“The part of the tea segment that’s growing is the premium tea market,” John Harper Crandall, the company’s VP of sales and marketing, told FoodNavigator-USA at the recent IFT Food Expo in Las Vegas.
“What this product can be used for is the commercial production of kombucha without having to procure, steep, and dispose of your own leaves.”
The acidic drink with a myriad of purported health benefits is a hot category to tap into. According to data from consumer market research firm Mintel, more than half of US adults aged 25-34 already drink kombucha, or nearly 25% of the general US population.
A surge thanks to RTD tea and coffee demand
Founded in 1989, Amelia Bay specializes in brewing tea and coffee at a commercial scale, serving RTD tea and coffee brands.
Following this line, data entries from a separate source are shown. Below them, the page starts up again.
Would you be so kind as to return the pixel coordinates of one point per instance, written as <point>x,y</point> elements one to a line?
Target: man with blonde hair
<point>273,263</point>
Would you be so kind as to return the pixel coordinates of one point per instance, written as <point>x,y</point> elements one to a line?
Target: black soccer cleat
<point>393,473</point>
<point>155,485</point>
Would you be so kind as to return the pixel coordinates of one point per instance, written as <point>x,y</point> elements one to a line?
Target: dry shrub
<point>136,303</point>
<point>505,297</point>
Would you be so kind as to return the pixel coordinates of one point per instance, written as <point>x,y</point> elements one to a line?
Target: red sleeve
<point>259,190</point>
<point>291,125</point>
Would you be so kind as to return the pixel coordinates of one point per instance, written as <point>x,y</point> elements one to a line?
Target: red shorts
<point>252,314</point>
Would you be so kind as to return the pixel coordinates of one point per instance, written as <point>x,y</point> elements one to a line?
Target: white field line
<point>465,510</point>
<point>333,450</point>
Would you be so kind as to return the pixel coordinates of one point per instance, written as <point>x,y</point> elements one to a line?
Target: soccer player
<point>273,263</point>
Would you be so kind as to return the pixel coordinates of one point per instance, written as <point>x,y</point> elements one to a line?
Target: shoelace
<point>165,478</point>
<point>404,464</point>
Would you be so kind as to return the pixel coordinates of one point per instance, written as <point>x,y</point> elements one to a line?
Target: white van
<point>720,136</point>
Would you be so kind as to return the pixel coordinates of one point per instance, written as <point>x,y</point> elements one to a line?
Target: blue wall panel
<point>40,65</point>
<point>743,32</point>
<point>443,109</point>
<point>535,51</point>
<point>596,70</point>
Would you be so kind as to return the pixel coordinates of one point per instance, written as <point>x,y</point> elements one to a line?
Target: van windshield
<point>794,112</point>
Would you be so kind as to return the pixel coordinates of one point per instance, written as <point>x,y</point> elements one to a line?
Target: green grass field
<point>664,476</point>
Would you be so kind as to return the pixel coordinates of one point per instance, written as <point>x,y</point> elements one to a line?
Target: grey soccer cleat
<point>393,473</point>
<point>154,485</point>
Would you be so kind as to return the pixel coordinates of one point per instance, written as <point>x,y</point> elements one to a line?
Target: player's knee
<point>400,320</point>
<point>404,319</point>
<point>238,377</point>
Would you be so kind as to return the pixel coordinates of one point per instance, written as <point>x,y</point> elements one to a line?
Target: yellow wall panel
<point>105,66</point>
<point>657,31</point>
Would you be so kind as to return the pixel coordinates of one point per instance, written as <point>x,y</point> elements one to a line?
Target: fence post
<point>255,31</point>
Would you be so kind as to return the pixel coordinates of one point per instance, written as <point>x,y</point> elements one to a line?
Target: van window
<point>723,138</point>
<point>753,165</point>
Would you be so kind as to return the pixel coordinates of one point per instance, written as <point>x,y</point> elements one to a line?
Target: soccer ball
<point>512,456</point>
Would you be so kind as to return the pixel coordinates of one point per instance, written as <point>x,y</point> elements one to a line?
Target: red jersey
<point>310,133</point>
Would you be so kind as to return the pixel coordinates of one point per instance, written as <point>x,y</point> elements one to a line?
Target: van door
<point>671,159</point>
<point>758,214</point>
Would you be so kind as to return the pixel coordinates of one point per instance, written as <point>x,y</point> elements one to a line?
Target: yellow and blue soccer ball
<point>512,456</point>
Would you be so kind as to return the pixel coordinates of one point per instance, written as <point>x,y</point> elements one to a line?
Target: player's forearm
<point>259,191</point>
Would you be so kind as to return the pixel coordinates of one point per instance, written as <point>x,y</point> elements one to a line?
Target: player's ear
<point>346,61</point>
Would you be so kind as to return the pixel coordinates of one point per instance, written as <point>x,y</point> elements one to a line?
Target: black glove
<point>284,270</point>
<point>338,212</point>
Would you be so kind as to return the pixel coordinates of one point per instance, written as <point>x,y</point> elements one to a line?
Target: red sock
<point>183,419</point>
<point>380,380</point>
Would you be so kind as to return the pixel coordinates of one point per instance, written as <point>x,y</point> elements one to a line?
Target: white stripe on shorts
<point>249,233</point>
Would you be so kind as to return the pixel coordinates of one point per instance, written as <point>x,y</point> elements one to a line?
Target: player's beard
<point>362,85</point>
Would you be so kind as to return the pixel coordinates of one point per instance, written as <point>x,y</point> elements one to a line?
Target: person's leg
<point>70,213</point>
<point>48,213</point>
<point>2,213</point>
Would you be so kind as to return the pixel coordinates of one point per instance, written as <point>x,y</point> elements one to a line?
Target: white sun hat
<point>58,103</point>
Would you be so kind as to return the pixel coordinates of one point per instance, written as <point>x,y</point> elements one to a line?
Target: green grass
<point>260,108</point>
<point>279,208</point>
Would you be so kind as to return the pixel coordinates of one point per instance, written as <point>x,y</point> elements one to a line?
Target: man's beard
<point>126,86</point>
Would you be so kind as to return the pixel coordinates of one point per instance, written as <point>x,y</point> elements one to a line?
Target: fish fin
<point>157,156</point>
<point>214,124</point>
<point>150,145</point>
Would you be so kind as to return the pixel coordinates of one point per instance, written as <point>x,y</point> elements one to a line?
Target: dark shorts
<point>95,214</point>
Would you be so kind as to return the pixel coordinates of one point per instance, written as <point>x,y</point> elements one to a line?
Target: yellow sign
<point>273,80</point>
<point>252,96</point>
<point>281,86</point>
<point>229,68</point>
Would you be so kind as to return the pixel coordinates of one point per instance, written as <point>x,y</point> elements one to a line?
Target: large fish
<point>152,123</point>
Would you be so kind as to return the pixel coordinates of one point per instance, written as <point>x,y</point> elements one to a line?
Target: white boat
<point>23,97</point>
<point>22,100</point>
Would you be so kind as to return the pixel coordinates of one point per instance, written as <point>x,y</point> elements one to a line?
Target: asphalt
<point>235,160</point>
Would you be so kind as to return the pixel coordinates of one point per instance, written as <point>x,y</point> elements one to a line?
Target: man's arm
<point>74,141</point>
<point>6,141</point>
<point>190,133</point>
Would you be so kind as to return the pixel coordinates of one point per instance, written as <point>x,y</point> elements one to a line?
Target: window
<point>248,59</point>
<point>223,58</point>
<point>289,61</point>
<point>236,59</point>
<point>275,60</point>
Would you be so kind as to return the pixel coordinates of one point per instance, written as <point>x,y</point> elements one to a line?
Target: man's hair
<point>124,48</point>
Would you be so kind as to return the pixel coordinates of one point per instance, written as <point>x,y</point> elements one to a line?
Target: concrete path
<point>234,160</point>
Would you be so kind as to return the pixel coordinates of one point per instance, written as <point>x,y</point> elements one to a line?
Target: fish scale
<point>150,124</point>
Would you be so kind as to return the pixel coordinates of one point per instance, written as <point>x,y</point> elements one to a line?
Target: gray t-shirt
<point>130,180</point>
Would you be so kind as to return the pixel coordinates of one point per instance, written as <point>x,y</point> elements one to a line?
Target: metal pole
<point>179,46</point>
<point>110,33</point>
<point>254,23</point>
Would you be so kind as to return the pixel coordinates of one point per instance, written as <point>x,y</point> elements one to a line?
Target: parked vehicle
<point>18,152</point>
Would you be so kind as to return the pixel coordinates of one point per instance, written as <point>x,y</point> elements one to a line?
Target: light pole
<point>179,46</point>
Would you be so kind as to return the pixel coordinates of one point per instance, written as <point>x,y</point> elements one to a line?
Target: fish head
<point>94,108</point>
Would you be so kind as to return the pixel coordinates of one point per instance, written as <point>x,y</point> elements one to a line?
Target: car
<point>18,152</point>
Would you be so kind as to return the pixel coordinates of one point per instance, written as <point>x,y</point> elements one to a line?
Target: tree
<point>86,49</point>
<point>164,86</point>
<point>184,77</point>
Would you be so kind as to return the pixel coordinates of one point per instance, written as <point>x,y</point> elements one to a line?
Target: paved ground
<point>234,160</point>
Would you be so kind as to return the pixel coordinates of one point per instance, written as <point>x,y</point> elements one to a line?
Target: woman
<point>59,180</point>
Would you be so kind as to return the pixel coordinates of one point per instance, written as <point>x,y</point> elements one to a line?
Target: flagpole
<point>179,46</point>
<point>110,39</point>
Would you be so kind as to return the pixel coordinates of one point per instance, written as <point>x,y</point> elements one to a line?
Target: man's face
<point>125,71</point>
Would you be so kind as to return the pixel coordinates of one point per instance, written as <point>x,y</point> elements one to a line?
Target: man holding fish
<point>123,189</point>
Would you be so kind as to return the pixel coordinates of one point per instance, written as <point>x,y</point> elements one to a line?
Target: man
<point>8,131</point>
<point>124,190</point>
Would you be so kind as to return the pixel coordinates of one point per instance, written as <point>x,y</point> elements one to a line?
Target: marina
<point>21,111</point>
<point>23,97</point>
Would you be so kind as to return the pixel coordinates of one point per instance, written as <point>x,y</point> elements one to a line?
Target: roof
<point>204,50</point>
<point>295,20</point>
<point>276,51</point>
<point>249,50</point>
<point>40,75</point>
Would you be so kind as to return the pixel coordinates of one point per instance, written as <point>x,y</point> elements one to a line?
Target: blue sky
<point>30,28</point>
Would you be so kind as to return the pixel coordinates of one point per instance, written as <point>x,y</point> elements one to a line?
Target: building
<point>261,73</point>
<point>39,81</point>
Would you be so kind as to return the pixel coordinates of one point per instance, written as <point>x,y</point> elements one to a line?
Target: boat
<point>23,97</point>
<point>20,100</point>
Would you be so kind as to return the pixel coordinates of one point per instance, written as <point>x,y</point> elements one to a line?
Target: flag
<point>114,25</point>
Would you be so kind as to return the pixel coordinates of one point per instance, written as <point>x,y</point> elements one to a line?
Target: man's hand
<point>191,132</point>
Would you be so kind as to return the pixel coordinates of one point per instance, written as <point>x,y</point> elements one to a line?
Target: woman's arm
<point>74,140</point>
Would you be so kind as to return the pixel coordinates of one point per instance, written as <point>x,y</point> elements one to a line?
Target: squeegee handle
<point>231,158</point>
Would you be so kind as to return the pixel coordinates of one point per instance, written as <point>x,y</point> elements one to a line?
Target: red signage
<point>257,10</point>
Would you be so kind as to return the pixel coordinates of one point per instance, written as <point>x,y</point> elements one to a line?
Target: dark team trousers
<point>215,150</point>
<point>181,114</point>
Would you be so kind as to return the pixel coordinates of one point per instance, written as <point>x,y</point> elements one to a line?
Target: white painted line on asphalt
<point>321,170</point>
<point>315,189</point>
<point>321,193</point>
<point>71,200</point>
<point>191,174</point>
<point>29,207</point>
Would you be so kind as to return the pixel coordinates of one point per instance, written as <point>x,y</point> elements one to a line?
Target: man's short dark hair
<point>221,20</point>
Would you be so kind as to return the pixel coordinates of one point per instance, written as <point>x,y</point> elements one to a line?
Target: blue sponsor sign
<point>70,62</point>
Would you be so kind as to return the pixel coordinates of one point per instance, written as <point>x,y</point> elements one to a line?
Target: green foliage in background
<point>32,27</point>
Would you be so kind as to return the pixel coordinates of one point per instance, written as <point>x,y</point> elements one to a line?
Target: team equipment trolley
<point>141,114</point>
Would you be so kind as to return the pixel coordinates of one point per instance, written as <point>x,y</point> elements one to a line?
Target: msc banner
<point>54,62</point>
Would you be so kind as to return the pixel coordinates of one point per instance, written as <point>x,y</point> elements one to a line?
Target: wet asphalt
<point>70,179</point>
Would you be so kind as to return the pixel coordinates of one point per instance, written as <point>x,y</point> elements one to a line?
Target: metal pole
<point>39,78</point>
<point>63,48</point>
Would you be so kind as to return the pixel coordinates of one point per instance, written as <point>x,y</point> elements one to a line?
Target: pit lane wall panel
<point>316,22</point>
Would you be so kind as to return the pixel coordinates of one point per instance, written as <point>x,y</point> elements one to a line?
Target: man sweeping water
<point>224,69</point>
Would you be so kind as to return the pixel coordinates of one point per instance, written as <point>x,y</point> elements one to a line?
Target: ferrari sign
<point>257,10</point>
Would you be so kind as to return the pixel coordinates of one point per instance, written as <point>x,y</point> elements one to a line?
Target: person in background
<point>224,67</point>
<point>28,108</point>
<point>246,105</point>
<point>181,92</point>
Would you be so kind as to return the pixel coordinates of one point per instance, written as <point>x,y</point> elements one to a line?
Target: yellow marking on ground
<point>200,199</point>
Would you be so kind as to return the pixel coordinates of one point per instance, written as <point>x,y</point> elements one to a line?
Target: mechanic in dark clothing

It sources its ingredients worldwide, though customers have the option of specifying a single-source if they wish to have a more premium brand.
Crandall said that demand for brewed tea compounds has grown exponentially in recent years. A main driving force of this growth is the surge of new product launches and consumer demand for RTD tea products.
According to food and beverage market consultancy Zenith Global, the category reached 37bn liters worldwide in 2016, up 40% since 2011. The bulk of this is Asia with 72% of market share, followed by North America with 15%.
The category’s popularity is a domino effect from decreased sugary soda sales as consumers today, particularly in North America, become more health conscious. Its mix of convenience and health appeal attracts grocery shoppers who are buying less bagged and loose-leaf tea beginning in 2015.
Among the $12bn in US annual tea sales, RTD tea represents the bulk of the US market at 50%, while 8% of Americans consume loose-leaf tea, according to data from Statista.
Herbal blend over citric acid
Another hot-button topic that Amelia Bay put the spotlight on at IFT is using herbal blends to help keep tea fresh as opposed to the traditionally used citric acid.
“For organic sweet tea in particular, when you co-pack you have to acidify it. The problem with organic and all-natural claims is citric acid is synthetic [citric acid is found in fruits but is made commercially via a process some might not consider to be 'natural'],” he said. The use of citric acid has gotten many natural-claiming brands under fire, from Nestlé’s Lean Cuisine to Dole’s fruit cups.
“We have the ability through an herbal tea blend to acidify a product without the use of citric acid, so we’re talking about the ability to have a much cleaner label.”